If miner-led GPU cloud providers like BUZZ HPC eventually offer competitive wholesale pricing, they could add meaningful supply to a market where compute scarcity is a real constraint for AI developers. The Asia-Pacific GPU cloud market is projected to grow at a compound annual rate of 29.76% through 2031, according to Mordor Intelligence, a trajectory that illustrates why new supply entrants could have an outsized structural impact on access and pricing.

For African users who rely on Bitcoin through peer-to-peer channels and Lightning Network payments, the 21% contraction in global hashrate since October 2025 is worth monitoring. The region has already attracted miners seeking cheap renewable power: Bitdeer, for instance, operates a 40 MW mining facility in Ethiopia, an arrangement that mirrors the energy-arbitrage logic HIVE has applied in Paraguay and Canada. Whether AI HPC investment follows that same path remains an open question. Broader multilateral efforts, including a Euro-India-Africa sovereign AI alliance aimed at pooling compute resources across regions, suggest that policymakers are already working across borders to address equitable access to GPU infrastructure.

A thinner mining base raises long-term questions about network security and transaction finality, even if day-to-day payment reliability remains unaffected in the near term. CoinDesk noted in March that "the miners that are selling bitcoin to fund AI buildouts are the same companies whose mining operations secure the bitcoin network," a tension that has not resolved itself as the pivot accelerates.
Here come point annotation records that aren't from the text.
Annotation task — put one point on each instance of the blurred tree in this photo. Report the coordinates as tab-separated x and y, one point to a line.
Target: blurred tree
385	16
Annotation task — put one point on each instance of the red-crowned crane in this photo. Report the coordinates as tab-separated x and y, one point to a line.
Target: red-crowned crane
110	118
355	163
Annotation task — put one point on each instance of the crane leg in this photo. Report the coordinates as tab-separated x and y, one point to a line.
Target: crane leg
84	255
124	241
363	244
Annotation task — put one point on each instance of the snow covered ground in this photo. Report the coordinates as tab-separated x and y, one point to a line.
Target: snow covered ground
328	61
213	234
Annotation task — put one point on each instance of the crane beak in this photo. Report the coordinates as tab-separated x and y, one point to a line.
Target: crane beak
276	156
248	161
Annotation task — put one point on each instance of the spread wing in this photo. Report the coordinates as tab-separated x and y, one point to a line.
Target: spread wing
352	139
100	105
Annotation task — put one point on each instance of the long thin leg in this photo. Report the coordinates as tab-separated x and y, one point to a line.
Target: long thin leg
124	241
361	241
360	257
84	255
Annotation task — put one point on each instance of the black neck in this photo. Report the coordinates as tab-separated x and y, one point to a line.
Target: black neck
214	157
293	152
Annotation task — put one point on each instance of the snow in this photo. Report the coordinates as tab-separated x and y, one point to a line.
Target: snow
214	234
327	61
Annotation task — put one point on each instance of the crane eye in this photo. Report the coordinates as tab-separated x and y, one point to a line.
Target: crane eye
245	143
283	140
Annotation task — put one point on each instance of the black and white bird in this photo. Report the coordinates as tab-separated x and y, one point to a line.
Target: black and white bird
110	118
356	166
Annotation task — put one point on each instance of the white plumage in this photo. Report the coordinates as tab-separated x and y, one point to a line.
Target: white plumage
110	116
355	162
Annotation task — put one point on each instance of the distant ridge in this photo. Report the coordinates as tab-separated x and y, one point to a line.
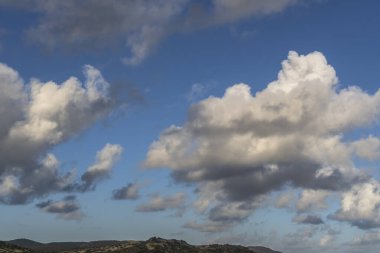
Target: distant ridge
153	245
261	249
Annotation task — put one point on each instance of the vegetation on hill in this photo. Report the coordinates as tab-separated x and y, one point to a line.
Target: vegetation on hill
153	245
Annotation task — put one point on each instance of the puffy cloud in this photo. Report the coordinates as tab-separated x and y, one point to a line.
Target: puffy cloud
140	25
131	192
285	200
158	203
37	116
308	219
242	146
360	206
208	227
372	237
312	199
67	209
105	160
196	92
367	148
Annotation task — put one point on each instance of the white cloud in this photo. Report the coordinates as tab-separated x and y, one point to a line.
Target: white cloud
105	160
367	148
360	206
131	192
158	203
35	117
312	199
242	146
67	209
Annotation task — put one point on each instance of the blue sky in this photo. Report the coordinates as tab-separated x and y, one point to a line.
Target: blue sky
251	122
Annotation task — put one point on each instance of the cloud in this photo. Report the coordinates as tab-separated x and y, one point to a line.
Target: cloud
308	219
360	206
312	199
285	200
37	116
368	148
67	209
372	237
242	146
131	192
158	203
208	227
139	25
105	160
196	92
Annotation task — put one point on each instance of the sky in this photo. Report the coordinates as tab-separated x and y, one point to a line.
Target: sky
252	122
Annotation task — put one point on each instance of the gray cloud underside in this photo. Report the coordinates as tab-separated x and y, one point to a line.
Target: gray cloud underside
159	203
308	219
67	209
140	25
130	192
238	148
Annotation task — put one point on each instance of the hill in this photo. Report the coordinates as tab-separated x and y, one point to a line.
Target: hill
153	245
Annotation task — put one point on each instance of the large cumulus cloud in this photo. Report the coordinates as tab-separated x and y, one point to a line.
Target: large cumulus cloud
36	116
237	148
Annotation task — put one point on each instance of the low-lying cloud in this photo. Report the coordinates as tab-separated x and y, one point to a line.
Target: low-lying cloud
130	192
67	208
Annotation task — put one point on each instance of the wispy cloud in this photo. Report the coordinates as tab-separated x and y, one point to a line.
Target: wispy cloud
140	25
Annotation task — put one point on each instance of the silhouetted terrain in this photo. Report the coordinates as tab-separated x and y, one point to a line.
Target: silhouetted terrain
260	249
153	245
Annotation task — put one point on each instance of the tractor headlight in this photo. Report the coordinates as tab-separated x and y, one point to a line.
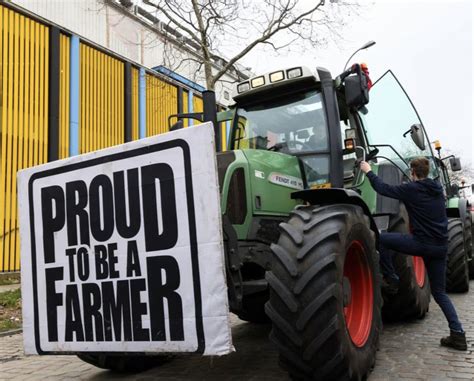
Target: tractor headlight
257	82
243	87
277	76
294	73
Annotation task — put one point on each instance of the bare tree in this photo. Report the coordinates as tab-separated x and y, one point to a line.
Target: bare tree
235	27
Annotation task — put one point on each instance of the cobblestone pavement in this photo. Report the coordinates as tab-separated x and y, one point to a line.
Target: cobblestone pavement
409	351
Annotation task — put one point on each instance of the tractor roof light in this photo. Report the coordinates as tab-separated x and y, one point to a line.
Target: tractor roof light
277	76
294	73
258	81
349	144
243	87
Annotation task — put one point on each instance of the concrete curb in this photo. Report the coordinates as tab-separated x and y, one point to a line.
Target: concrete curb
11	332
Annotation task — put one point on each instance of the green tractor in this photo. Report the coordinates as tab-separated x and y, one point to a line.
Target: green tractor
460	267
301	221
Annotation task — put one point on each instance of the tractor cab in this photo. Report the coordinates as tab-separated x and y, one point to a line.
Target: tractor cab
295	112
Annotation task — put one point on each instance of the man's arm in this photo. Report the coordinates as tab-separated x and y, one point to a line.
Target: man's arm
399	192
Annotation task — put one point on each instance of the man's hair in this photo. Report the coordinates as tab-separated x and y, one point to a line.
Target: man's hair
421	167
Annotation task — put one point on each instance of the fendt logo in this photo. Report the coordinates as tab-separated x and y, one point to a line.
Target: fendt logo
114	254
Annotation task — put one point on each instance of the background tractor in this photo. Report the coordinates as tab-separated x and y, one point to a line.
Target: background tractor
460	265
301	221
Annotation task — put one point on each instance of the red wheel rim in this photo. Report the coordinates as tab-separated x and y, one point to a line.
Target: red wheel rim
359	309
419	268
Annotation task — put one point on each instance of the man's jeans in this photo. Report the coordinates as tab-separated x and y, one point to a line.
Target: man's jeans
434	258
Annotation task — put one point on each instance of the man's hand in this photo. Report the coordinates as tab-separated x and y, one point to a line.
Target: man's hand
365	167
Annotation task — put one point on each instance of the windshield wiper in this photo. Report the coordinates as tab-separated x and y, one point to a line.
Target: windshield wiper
277	147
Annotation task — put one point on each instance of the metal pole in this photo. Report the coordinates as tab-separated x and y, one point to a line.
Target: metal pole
210	115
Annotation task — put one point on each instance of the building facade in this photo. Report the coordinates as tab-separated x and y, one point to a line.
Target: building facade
62	94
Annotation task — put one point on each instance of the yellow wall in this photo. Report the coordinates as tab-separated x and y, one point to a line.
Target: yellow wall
24	58
135	98
64	97
24	97
101	103
161	101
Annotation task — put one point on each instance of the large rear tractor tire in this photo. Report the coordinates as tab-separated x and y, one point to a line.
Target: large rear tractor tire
413	297
468	228
325	301
457	269
124	364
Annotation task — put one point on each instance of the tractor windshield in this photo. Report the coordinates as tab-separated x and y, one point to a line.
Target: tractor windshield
390	115
295	124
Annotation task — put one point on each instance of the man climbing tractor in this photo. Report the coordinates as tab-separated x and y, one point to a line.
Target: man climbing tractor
424	200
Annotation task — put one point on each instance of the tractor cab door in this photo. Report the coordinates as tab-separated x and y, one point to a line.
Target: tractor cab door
392	124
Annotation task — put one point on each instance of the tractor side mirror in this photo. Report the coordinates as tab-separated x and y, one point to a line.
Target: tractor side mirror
303	134
177	126
416	134
454	189
455	164
356	90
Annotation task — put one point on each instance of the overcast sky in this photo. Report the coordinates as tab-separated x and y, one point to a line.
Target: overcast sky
428	44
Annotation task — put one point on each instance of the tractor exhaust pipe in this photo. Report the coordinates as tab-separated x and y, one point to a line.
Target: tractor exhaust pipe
210	115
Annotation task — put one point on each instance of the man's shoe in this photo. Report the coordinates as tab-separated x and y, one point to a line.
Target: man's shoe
390	286
456	340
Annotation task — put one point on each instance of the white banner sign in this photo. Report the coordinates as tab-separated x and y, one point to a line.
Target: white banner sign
121	250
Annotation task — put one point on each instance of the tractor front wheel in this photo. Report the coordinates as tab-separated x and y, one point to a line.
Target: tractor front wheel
413	297
457	269
325	301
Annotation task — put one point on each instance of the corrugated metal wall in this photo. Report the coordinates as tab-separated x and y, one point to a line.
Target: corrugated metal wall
77	100
101	100
161	101
24	114
135	103
64	97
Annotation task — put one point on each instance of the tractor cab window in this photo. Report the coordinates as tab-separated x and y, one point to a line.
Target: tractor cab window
293	124
390	115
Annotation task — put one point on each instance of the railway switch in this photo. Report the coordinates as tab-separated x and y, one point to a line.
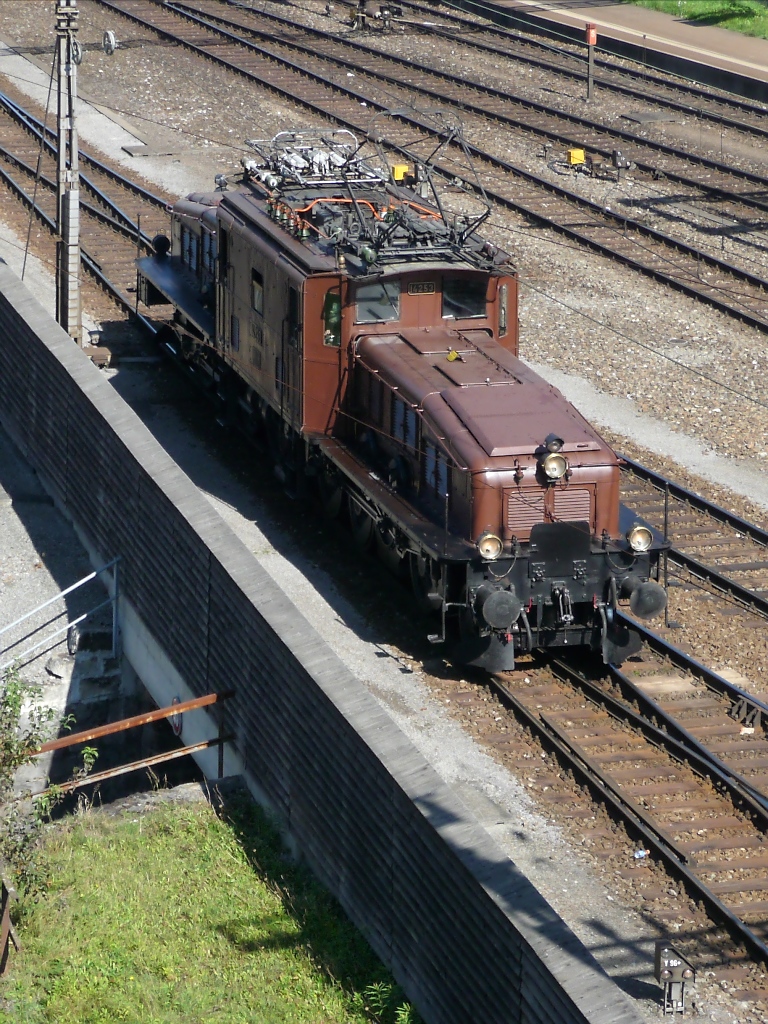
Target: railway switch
672	971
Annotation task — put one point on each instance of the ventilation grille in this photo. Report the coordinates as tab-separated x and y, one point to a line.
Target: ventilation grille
572	505
523	510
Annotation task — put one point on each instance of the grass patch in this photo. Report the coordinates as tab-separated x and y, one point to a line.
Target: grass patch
180	916
748	16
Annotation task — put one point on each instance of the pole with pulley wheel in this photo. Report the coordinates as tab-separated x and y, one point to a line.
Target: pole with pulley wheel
69	54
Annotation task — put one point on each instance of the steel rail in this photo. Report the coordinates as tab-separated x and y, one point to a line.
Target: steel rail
514	122
36	126
123	725
676	84
124	225
615	222
673	737
119	215
655	714
638	821
696	501
709	573
87	260
157	759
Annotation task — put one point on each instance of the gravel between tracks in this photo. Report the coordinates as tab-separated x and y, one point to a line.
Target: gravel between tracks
201	107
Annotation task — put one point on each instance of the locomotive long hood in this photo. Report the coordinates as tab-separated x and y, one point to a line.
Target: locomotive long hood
485	404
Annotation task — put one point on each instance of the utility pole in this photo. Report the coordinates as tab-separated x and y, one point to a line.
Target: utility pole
68	187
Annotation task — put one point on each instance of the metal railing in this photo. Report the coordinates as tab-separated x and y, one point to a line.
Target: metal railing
71	629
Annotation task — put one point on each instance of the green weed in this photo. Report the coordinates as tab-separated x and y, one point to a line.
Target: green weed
178	916
748	16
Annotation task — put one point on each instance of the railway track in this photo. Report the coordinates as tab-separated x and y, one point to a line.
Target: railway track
118	216
695	817
699	274
714	545
748	190
655	89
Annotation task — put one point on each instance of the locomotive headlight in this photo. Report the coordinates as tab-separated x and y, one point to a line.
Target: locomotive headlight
489	546
555	466
639	538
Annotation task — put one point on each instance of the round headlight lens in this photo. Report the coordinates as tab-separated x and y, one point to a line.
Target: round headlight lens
489	546
555	466
639	538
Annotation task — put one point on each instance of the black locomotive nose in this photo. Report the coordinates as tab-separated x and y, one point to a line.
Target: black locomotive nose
500	608
648	599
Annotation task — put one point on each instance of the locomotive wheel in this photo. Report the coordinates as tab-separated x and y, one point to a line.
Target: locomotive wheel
360	525
387	552
423	584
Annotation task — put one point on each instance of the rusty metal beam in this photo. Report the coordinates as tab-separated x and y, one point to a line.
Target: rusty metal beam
131	723
157	759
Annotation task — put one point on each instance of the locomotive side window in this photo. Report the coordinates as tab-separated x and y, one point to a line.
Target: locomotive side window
209	252
257	292
403	422
293	321
377	302
188	248
224	253
435	470
463	297
375	400
332	320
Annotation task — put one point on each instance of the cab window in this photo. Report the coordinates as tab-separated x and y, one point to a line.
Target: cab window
463	297
377	302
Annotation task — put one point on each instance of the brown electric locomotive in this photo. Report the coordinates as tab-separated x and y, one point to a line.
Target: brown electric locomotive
337	304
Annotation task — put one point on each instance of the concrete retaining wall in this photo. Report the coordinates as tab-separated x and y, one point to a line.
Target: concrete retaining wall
465	934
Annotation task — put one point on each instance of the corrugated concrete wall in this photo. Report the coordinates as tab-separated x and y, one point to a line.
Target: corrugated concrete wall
466	935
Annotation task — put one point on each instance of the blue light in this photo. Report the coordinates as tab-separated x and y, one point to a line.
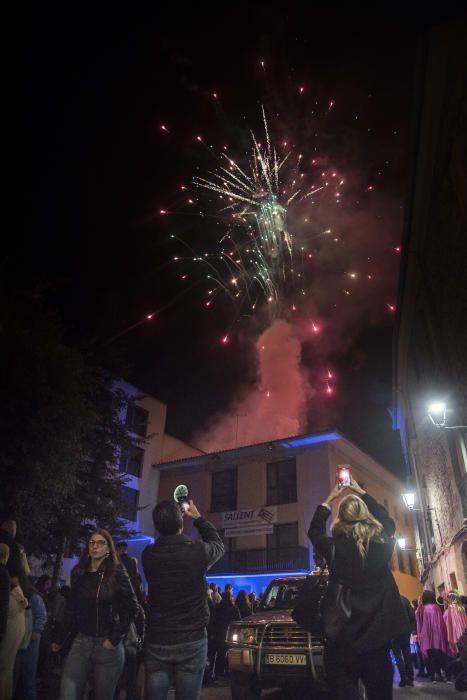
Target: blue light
251	582
311	439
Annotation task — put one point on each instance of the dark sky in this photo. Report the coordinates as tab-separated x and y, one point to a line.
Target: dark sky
97	169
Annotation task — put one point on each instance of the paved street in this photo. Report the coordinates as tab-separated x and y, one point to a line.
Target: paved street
422	689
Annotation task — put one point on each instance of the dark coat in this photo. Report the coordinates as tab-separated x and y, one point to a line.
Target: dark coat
4	598
14	564
97	609
226	612
377	612
175	569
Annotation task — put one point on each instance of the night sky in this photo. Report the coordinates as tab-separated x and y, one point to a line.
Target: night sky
98	169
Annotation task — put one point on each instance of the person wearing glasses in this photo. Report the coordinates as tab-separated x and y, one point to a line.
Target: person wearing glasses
101	607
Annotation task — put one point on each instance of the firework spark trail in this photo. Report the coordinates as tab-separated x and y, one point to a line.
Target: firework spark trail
259	198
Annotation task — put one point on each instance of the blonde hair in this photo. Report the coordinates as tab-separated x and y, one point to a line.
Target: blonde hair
4	553
355	520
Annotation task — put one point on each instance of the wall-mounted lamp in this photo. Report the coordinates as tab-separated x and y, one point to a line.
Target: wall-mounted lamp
437	412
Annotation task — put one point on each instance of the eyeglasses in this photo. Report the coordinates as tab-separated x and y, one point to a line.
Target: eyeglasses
97	543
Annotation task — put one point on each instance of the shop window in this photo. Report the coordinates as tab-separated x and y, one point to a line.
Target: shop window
224	491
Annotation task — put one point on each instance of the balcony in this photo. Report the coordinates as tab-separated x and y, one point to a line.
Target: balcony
262	561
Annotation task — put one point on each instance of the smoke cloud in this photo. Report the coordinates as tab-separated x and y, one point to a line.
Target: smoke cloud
275	407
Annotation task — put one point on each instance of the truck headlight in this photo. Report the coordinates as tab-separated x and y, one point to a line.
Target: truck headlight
242	635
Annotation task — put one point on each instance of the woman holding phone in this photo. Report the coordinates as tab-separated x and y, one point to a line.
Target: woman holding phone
358	554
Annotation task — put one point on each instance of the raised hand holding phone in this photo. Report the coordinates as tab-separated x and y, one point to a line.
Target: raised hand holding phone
192	511
344	476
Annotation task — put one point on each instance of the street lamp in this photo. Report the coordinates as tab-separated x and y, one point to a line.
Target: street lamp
409	499
437	412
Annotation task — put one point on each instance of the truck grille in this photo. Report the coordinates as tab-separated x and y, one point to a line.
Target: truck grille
285	635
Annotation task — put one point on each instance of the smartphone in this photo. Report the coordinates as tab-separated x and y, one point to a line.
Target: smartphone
184	505
343	476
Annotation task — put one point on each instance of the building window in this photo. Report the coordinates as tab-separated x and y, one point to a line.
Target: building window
224	491
131	460
136	419
282	482
283	537
129	503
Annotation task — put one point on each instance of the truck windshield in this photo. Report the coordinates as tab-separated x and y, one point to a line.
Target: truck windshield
281	596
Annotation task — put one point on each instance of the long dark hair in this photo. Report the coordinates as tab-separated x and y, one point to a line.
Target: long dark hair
109	566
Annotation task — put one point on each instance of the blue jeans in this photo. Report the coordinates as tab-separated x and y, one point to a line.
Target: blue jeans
86	654
25	670
180	665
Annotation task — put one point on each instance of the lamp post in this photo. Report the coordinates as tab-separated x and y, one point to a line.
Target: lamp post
409	498
438	412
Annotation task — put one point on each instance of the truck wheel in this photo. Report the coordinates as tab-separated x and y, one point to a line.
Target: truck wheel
242	687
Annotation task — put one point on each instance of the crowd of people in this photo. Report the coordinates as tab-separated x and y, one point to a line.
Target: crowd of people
377	618
94	630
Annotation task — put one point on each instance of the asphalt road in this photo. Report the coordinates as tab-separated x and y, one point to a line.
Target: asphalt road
422	690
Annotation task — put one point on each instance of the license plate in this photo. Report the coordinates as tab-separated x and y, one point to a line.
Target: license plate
285	659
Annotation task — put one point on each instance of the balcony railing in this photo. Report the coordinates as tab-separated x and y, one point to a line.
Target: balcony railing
255	561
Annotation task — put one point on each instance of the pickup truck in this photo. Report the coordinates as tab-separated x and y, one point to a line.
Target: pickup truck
269	650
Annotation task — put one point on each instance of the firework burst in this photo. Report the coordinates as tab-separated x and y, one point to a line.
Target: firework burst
259	260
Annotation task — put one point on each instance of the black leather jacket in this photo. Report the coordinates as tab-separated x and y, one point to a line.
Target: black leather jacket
98	610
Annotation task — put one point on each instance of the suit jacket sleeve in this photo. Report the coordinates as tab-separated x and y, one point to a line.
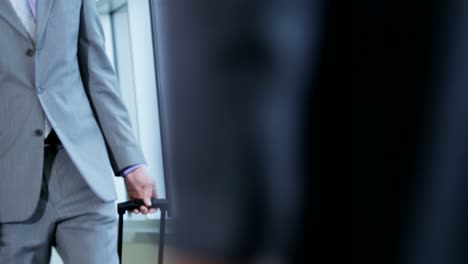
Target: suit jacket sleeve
100	83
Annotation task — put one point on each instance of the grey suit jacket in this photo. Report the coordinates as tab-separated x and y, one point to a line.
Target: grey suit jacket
69	78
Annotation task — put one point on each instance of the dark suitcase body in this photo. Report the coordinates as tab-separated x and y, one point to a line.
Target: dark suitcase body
160	204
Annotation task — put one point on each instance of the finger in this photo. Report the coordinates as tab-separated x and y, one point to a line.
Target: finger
147	195
143	209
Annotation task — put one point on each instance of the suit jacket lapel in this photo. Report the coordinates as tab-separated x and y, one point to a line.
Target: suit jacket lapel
44	8
8	13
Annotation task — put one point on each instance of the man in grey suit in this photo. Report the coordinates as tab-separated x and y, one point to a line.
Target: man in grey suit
61	119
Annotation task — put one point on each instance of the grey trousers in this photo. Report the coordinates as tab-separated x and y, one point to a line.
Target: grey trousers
69	216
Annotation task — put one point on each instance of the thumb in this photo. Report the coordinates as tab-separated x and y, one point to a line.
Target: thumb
147	196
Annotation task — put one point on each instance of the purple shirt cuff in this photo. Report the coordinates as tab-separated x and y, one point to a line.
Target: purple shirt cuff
129	169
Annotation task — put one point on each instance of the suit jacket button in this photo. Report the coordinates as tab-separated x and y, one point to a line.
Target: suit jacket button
38	132
30	52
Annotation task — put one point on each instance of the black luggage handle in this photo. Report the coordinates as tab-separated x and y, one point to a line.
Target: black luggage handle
135	204
160	204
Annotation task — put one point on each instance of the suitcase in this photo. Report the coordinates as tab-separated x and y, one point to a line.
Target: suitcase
160	204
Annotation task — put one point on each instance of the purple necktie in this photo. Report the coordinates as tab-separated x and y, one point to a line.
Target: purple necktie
32	5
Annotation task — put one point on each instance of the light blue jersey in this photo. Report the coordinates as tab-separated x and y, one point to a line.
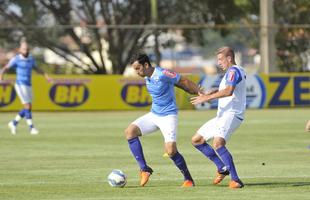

HIVE's zero-coupon note structure, which defers all repayment to 2031 and lets the company settle in cash or shares at its discretion, has drawn notice from analysts as a recurring financing template across crypto infrastructure.

Whether the company's GPU cloud revenue targets materialize on schedule will determine how much flexibility that structure actually provides when the notes come due.